In the next screen press the pencil button to the right of the displayed configuration to edit your newly created configuration. Find the Redirect URIS box and copy / paste the URL ending in “logout” to the Signoff URLs box below. Then press the Save button.

You will then be presented with a list of URLs that need to be copied into the OpenID Connect Management screen, in the Docebo platform. The fields needed within the platform correspond to the same information given in Ping Identity except for Metadata URL which is the URL named OIDC Discovery Endpoint in Ping Identity. Then click on the Continue button.

Next in the Scope section select all required entries corresponding to the scopes you defined in Ping Identity. Under Token Exchange Method choose Post and under SSO Behavior check the box next to Show SSO button on login page. Then move to the User Provisioning section and check Enable and If user already exists, update the user information.

Press the Save Changes button in OpenID Connect and you will now be able to log into your platform using Ping Identity.

Authentication Flow

As of October 26, 2021, Docebo has implemented a short-lived token in order to provide better security:

Previous Authentication Flow

Before October 26, 2021, the Docebo platform would send a request to the Identity Provider (IdP) and receive a persistent access token.

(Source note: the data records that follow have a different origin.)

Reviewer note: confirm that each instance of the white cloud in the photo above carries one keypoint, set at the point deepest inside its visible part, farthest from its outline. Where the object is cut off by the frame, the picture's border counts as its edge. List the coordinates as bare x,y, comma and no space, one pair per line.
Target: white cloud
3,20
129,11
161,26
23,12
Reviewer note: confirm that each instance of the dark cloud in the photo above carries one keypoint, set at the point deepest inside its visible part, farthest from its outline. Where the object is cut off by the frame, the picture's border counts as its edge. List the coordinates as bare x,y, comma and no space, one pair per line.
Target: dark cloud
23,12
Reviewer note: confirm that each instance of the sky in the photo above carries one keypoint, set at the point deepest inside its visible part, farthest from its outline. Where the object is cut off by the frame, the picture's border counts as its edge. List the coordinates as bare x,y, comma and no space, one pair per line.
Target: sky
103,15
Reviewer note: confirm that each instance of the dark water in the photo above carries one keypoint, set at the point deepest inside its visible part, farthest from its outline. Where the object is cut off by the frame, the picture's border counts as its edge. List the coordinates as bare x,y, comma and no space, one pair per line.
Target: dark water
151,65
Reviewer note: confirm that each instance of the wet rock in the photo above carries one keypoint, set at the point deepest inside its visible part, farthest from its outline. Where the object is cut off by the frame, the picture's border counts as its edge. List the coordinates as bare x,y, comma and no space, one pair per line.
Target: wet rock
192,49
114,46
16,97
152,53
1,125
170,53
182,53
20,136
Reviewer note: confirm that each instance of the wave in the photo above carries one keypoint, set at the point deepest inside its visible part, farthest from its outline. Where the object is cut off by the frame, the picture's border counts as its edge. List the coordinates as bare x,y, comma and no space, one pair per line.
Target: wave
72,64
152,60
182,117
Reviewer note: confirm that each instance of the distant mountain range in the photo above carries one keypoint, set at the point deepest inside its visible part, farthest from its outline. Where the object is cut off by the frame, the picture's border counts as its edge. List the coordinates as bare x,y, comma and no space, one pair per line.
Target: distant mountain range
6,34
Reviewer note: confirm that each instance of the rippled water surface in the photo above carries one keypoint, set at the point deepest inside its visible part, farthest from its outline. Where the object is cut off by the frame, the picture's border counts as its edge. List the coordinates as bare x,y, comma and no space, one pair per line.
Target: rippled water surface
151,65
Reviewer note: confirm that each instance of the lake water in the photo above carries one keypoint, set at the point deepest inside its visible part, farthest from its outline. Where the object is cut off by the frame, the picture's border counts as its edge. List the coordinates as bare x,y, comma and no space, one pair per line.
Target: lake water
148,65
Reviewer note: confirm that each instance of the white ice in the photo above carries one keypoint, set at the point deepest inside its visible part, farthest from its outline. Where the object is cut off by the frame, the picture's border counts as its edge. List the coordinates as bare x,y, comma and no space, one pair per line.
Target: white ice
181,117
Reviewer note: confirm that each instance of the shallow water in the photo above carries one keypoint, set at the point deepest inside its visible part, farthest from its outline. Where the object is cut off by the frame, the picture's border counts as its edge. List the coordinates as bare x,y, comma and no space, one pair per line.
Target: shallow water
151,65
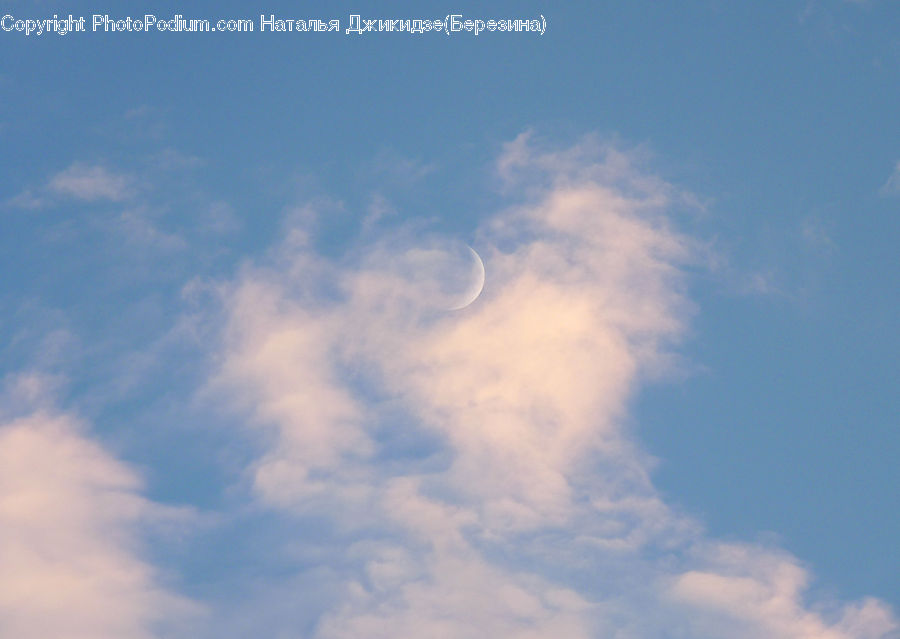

Each SSO has a slightly different process, but all of them return a link to Docebo with the access token in the URL:

https://mylms.docebosaas.com/learn/home;type=oauth2_response;reenter_cc=0;access_token=9b8de7ed2af145dee78aa4282bf1d3b17baf02cd;expires_in=3600;token_type=Bearer;scope=api

Short Lived Token Authentication Flow

The updated authentication flow provides added security by replacing the IdP provided single-use short-lived token with an internally used access token:

Each SSO has a slightly different process, but all of them return a link to Docebo with the short lived token in the URL. The short lived token is a one use short lived (with a lifespan of 30 seconds) token that can be exchanged for real credentials:

https://mylms.docebosaas.com/learn/signin;type=token_exchange;exchange_token=eyJ0eXAiOiJKV1QiLCJhbGciOiJSU

Docebo automatically and internally using POST calls exchanges it for the real access token. This increases security but does not change the overall behavior of the SSO.

Best Practices

When an SSO integration and a custom domain are set up at the same time, it is strongly suggested to configure the Custom Domain first. The endpoint URLs needed for the SSO integration are dependent on the URL of the platform.